One other thing the two young men had in common was that they'd had to overcome physical frailty and vulnerability. Hornaday had always been smaller than his peers, and he was forever overcompensating with sheer pugnacity, as if he could
will
himself to be taller. Roosevelt, on the other hand, had been so sickly as a child—he suffered extremely from asthma—that his father built a gym at the family home in a brownstone on East Twentieth Street in New York City. “You have to
make
your body,” his father had demanded, and “Teedie,” as he was known as a child, struggled to pack muscle onto his quivering, twiglike frame. Teedie remained so frail, though, that he could not attend school and was taught instead by tutors at home until he enrolled at Harvard at age eighteen. A couple of years later, after attending law school, he served for three terms in the New York State Assembly.

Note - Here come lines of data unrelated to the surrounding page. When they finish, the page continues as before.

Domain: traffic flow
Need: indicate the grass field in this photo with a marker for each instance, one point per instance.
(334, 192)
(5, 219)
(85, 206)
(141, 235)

But he still appeared weak and effeminate and wore foppish side-whiskers, a gangly Harvard man trying to be a grownup. His fellow assemblymen ridiculed his “squeaky” voice and dandified dress, calling him “Punkin-Lilly,” “Jane-Dandy,” and “our new Oscar Wilde.”
7

Both of these men had found true love in their lives; but for only one of them would it last. Hornaday's love affair with his wife, Josephine, would endure for almost six decades, until his last breath. “This morning—‘it bein' Sunday'—I had a long think, all about you,” he wrote to her in 1899, “about our first acquaintance, the middle and the end of our courtship, and the 19 1/2 very happy years following. . . . Dear old Heart, dearest Love, the years have made me so fond of you, and so dependent on your love and your daily smiles that when you are gone I am lost!”
8

Roosevelt, too, experienced early love of a shattering intensity. He was twenty years old when he met Alice Hathaway Lee at her parent's house in Chestnut Hill, Massachusetts.
9
It was October 1878; she was seventeen. He was smitten as soon as he saw her, and he wooed her for over a year, during his senior year at Harvard, before he won her. They were engaged on January 25, 1880. A few days later, Roosevelt rode his sleigh through a snowstorm over to Chestnut Hill, “the horse plunging to his belly in the great drifts, and the wind cutting my face like a knife,” he later confided to his diary. “My sweet life was just as lovable and pretty as ever; it seems hardly possible that
I can kiss her and hold her in my arms; she is so pure and innocent and so very, very pretty. I have never done anything to deserve such good fortune.” Perhaps because he was so beside himself with joy, on his way home the sleigh tipped over in a snowdrift and he was “dragged about 300 yards, holding onto the reins, before I could stop the horse.”